68 Prozent der Befragten gaben an, ihr E-Mail-Passwort innerhalb des letzten Jahres mindestens einmal geändert zu haben. 2013 waren es 46 Prozent. Diese Zahl ist somit um 50 Prozent gestiegen.
Wir fördern dies auch regelmäßig durch flankierende Hinweiskampagnen. Die Menschen in Deutschland wollen ihre Daten in Sicherheit wissen und dabei werden wir sie nach Kräften unterstützen.

Noch immer gibt es Nutzer, die die Auffassung vertreten, dass es egal sei, wie gut ein Passwort ist. Am Ende könne es ja doch von irgendwem geknackt werden. Lohnt es sich überhaupt, viel Zeit in die Passwort-Wahl zu investieren?
Die Erfahrung mit Hackangriffen über weltweit verteilte Botnetze hat uns gezeigt, dass die Infrastruktur der Angreifer immer ausgeklügelter und leistungsfähiger wird.
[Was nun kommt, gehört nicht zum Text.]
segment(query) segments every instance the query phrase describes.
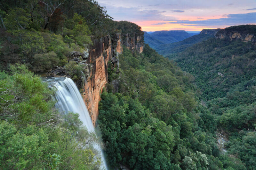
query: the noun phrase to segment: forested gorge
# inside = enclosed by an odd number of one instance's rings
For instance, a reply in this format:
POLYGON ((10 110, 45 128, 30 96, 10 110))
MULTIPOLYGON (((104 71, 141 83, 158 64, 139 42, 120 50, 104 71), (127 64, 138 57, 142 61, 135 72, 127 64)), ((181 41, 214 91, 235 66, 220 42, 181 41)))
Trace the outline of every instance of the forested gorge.
MULTIPOLYGON (((235 30, 255 35, 256 26, 231 27, 220 33, 235 30)), ((255 43, 212 38, 180 53, 176 60, 195 76, 202 102, 229 134, 228 153, 240 159, 247 169, 256 167, 255 43)))
POLYGON ((124 47, 119 59, 119 74, 109 70, 98 121, 112 167, 245 169, 240 159, 220 153, 215 120, 201 104, 193 76, 147 45, 140 54, 124 47))
MULTIPOLYGON (((77 114, 60 112, 55 90, 34 73, 64 66, 83 82, 85 68, 68 62, 69 53, 107 35, 142 36, 141 28, 91 0, 3 0, 0 17, 0 169, 100 169, 101 142, 77 114)), ((124 46, 119 65, 109 63, 96 122, 109 169, 253 169, 255 46, 204 41, 177 54, 185 72, 147 45, 141 53, 124 46), (230 133, 228 155, 217 127, 230 133)))

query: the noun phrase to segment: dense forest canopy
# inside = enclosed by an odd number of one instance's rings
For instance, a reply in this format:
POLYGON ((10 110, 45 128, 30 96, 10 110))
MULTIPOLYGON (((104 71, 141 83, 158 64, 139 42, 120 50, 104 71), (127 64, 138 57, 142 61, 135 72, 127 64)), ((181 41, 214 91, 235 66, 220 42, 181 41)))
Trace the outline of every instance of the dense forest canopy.
MULTIPOLYGON (((255 35, 256 25, 231 27, 217 34, 230 32, 255 35)), ((195 76, 205 104, 219 128, 229 134, 229 155, 252 170, 256 167, 256 47, 253 41, 214 38, 187 49, 176 58, 182 69, 195 76)))
MULTIPOLYGON (((93 0, 1 1, 1 168, 100 168, 95 134, 78 114, 60 113, 54 90, 33 72, 64 66, 77 80, 85 68, 68 63, 70 51, 106 35, 143 35, 112 19, 93 0)), ((210 39, 177 54, 186 72, 147 45, 141 53, 124 46, 120 67, 109 63, 97 122, 110 169, 253 169, 255 46, 210 39), (231 133, 228 154, 218 148, 217 126, 231 133)))
POLYGON ((244 169, 220 153, 216 122, 201 104, 194 77, 146 45, 124 47, 120 72, 109 70, 98 121, 110 166, 132 169, 244 169), (115 93, 111 82, 119 81, 115 93))
POLYGON ((69 52, 86 50, 92 39, 116 33, 143 35, 134 24, 113 21, 95 1, 5 1, 0 10, 2 69, 20 62, 43 71, 65 65, 69 52))

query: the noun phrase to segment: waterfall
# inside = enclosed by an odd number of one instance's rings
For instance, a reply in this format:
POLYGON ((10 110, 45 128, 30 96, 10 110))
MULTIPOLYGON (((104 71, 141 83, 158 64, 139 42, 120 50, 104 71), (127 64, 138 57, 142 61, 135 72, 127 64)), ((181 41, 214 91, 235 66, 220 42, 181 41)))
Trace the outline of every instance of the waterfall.
MULTIPOLYGON (((56 107, 65 114, 69 112, 77 113, 79 118, 86 126, 88 131, 94 132, 89 112, 76 86, 71 79, 65 77, 53 77, 45 80, 50 85, 57 89, 55 97, 57 102, 56 107)), ((103 167, 107 169, 103 153, 99 146, 95 145, 94 148, 101 151, 101 159, 103 167)))

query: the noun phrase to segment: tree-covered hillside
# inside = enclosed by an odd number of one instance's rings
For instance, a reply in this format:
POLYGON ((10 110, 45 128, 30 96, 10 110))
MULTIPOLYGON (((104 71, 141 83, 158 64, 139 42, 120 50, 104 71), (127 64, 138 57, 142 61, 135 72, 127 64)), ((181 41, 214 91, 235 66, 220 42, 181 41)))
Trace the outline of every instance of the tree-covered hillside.
POLYGON ((144 36, 145 43, 156 49, 160 45, 182 41, 191 35, 185 31, 160 31, 150 34, 145 32, 144 36))
POLYGON ((213 35, 200 34, 178 42, 159 45, 156 48, 156 49, 159 54, 172 59, 176 56, 175 54, 183 51, 187 48, 195 44, 214 37, 213 35))
POLYGON ((220 154, 213 117, 201 104, 192 76, 148 45, 140 54, 124 48, 119 60, 119 74, 109 69, 97 122, 111 168, 245 168, 220 154))
POLYGON ((106 12, 94 1, 3 1, 0 69, 20 62, 43 71, 64 65, 70 52, 84 51, 92 39, 116 33, 143 35, 140 27, 114 21, 106 12))
MULTIPOLYGON (((255 25, 241 25, 220 33, 246 34, 248 31, 255 35, 255 25)), ((188 48, 176 60, 195 76, 219 128, 229 134, 229 155, 241 159, 250 170, 256 168, 256 48, 254 42, 212 38, 188 48)))

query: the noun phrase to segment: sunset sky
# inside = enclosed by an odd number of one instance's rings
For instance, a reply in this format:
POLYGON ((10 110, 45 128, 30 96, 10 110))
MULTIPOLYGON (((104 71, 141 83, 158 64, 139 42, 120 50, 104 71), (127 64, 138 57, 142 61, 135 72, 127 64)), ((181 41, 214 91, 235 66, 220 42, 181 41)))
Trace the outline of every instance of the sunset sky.
POLYGON ((256 24, 256 0, 98 0, 114 20, 143 31, 185 30, 256 24))

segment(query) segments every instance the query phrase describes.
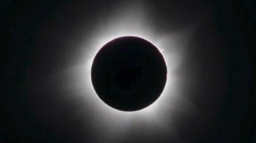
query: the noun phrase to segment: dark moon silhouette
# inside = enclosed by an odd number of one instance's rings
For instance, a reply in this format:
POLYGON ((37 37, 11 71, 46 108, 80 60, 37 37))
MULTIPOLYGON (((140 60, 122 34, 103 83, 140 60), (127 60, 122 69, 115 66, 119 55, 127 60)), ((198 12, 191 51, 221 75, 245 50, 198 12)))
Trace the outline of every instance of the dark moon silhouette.
POLYGON ((164 59, 151 43, 132 36, 105 45, 92 64, 92 81, 99 97, 121 111, 146 107, 160 96, 166 81, 164 59))

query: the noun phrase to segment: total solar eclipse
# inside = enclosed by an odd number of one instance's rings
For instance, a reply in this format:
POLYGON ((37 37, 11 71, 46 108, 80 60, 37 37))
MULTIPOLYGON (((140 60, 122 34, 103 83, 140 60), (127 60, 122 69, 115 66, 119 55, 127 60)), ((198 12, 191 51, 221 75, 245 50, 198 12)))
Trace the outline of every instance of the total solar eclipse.
POLYGON ((167 68, 156 47, 141 38, 121 37, 106 44, 91 69, 94 89, 116 110, 134 111, 153 103, 166 81, 167 68))

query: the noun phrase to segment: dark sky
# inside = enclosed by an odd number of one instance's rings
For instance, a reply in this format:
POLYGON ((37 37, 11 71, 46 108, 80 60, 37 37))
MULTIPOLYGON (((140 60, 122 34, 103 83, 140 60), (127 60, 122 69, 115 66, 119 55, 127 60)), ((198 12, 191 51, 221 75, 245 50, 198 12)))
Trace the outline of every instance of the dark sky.
POLYGON ((2 5, 0 142, 256 142, 255 2, 73 1, 2 5), (136 119, 131 127, 118 124, 129 131, 121 137, 122 131, 107 129, 106 114, 95 113, 100 105, 77 97, 77 76, 62 71, 90 54, 98 30, 115 24, 111 20, 124 5, 136 12, 137 4, 153 36, 193 31, 179 41, 187 44, 175 71, 181 81, 175 90, 193 107, 177 102, 175 110, 186 114, 163 110, 155 118, 167 120, 165 130, 136 119), (78 46, 81 41, 90 43, 87 51, 78 46))

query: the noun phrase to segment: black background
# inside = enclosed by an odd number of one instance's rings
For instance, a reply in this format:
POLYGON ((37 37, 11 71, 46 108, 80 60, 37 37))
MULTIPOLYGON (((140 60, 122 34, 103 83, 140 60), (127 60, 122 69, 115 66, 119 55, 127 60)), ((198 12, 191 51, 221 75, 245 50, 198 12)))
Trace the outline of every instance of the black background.
MULTIPOLYGON (((95 142, 100 138, 89 122, 73 120, 82 103, 61 100, 66 93, 58 90, 58 83, 45 86, 42 81, 77 60, 79 50, 65 44, 80 41, 85 33, 90 37, 94 22, 110 16, 123 2, 116 1, 1 4, 0 142, 95 142)), ((177 117, 175 139, 168 132, 154 136, 134 132, 119 141, 256 142, 255 2, 144 3, 154 20, 149 24, 158 33, 199 23, 178 70, 186 78, 181 89, 199 114, 177 117)), ((92 113, 84 113, 89 120, 92 113)))

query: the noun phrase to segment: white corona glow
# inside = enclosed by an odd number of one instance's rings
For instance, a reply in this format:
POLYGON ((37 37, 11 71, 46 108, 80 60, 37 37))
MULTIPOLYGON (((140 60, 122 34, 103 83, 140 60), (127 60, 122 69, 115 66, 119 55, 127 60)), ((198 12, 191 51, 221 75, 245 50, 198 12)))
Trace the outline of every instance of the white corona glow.
POLYGON ((83 114, 85 108, 90 110, 91 123, 95 127, 94 131, 102 134, 99 136, 118 133, 118 137, 122 138, 131 130, 131 125, 134 124, 146 128, 149 131, 156 127, 161 130, 170 130, 164 127, 166 124, 170 125, 172 121, 165 115, 171 115, 172 111, 178 108, 179 103, 175 98, 179 94, 179 84, 175 70, 182 60, 181 52, 185 44, 180 40, 184 40, 182 37, 184 33, 157 33, 150 24, 150 21, 146 18, 145 9, 141 6, 141 4, 125 4, 120 10, 113 12, 114 16, 99 18, 102 21, 95 23, 95 29, 92 30, 92 35, 85 35, 82 40, 84 42, 81 41, 79 45, 83 49, 82 57, 72 68, 70 74, 76 75, 72 77, 73 90, 85 105, 76 114, 83 114), (91 78, 92 62, 99 50, 113 39, 127 36, 141 37, 151 43, 162 53, 167 68, 166 85, 158 99, 149 106, 134 112, 117 110, 106 104, 97 95, 91 78), (102 130, 104 130, 103 134, 102 130))

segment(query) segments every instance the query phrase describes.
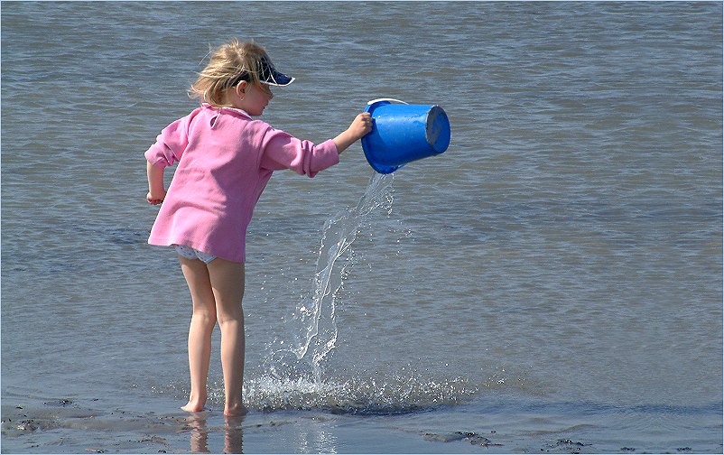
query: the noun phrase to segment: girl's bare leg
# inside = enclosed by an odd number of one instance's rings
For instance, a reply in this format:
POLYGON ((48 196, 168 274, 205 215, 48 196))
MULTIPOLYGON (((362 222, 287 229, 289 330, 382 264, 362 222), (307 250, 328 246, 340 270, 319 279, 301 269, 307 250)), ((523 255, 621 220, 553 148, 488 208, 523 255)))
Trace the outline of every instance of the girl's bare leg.
POLYGON ((217 321, 216 301, 206 265, 197 259, 179 256, 183 276, 193 302, 189 327, 189 371, 191 391, 189 403, 181 409, 190 413, 203 410, 206 404, 206 380, 211 358, 211 333, 217 321))
POLYGON ((242 402, 244 383, 244 297, 245 269, 243 263, 216 258, 208 265, 216 300, 216 315, 221 329, 221 368, 224 371, 226 403, 224 415, 246 413, 242 402))

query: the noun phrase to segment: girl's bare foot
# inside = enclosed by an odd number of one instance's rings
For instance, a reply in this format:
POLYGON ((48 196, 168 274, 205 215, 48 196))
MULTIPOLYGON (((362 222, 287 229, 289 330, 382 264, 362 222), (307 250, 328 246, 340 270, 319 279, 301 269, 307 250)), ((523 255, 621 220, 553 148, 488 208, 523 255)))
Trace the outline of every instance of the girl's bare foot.
POLYGON ((239 417, 242 415, 246 415, 249 410, 244 404, 239 404, 238 406, 227 407, 224 409, 224 415, 227 417, 239 417))
POLYGON ((199 399, 190 399, 189 403, 185 406, 181 406, 181 411, 186 411, 187 413, 200 413, 204 410, 204 405, 206 404, 206 397, 199 398, 199 399))

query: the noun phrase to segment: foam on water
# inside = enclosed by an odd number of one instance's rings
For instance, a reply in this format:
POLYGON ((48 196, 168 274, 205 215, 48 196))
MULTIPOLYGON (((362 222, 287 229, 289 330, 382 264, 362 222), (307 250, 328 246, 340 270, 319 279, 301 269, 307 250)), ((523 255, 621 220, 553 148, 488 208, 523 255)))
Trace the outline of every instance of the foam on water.
MULTIPOLYGON (((324 376, 323 361, 337 342, 336 310, 340 291, 356 261, 351 245, 360 226, 371 212, 392 209, 393 174, 375 173, 357 206, 331 217, 324 224, 314 278, 314 292, 296 306, 294 343, 269 347, 264 372, 247 375, 244 396, 253 409, 310 410, 335 413, 403 413, 459 404, 478 392, 475 385, 460 377, 433 377, 413 368, 374 376, 345 372, 324 376), (343 257, 344 256, 344 257, 343 257), (339 258, 342 258, 339 261, 339 258), (292 344, 291 347, 287 347, 292 344)), ((177 388, 177 387, 173 387, 177 388)), ((179 395, 187 391, 178 387, 179 395)), ((210 387, 209 400, 224 401, 223 385, 210 387)))

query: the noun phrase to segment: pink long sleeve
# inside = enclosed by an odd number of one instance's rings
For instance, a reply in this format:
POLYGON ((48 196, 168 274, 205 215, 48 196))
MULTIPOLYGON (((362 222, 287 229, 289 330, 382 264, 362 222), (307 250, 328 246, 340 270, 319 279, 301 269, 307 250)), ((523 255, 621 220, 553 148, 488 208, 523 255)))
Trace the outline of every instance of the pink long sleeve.
POLYGON ((149 162, 179 162, 148 243, 184 245, 246 261, 246 228, 274 171, 313 177, 339 162, 334 141, 314 144, 237 109, 208 106, 172 123, 145 153, 149 162))
POLYGON ((291 169, 300 175, 314 177, 320 171, 339 162, 339 153, 331 139, 315 144, 272 130, 265 137, 263 149, 260 166, 270 171, 291 169))

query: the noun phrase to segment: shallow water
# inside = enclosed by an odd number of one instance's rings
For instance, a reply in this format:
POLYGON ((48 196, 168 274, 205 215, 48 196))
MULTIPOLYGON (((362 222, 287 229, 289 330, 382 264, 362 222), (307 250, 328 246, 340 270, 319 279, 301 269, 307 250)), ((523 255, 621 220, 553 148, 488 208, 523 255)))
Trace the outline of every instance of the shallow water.
POLYGON ((716 3, 3 3, 2 451, 720 453, 721 28, 716 3), (297 78, 276 127, 322 141, 390 97, 452 137, 368 211, 358 145, 274 174, 227 426, 216 356, 208 414, 177 412, 190 304, 143 153, 234 35, 297 78))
Einfache Passwörter, die beispielsweise in Wörterbüchern zu finden sind, können sehr leicht ermittelt und zur Anwendung gebracht werden. Daher ist die Zeit, sich ein schwieriges und langes Passwort aus Zahlen, Buchstaben und Sonderzeichen, die in keinem logischen Zusammenhang stehen, auszudenken, in jedem Falle lohnenswert.
Man muss hier das Massenphänomen betrachten: Hacker wollen sich Zugang zu vielen Konten in sehr kurzer Zeit verschaffen, um dort ihr Unwesen treiben zu können, bevor sie entdeckt werden. Je länger und komplizierter das Passwort, umso mehr Zeit benötigen die Hacker. Damit lassen sie entweder vom Versuch ab oder werden rechtzeitig entdeckt, so dass geeignete Gegenmaßnahmen ergriffen werden können, um die Nutzer zu schützen.
Ich kann daher nur dazu ermutigen, sich diese Zeit wirklich zu nehmen.
Was ist der häufigste Fehler bei der Wahl des richtigen Passworts?
Der häufigste Fehler ist die Einfachheit eines Passworts: Name des Haustieres, das eigene Geburtsdatum, einfache Zahlenfolgen wie 123456. Dicht gefolgt vom Fehler für mehrere Dienste (Online-Shopping, Soziale Netzwerke, Onlineversender) das gleiche Passwort in Kombination mit der E-Mail Adresse zu nutzen.
Ich verstehe, dass es für den Nutzer damit einfacher ist, sich so ein Passwort zu merken. Jedoch gebe ich zu bedenken, dass, wenn das Passwort bei einem dieser Dienste abhanden gekommen ist, es dann für alle weiteren nutzbar ist. Darum rate ich jedem, sich für jeden genutzten Online-Dienst ein anderes Passwort auszudenken.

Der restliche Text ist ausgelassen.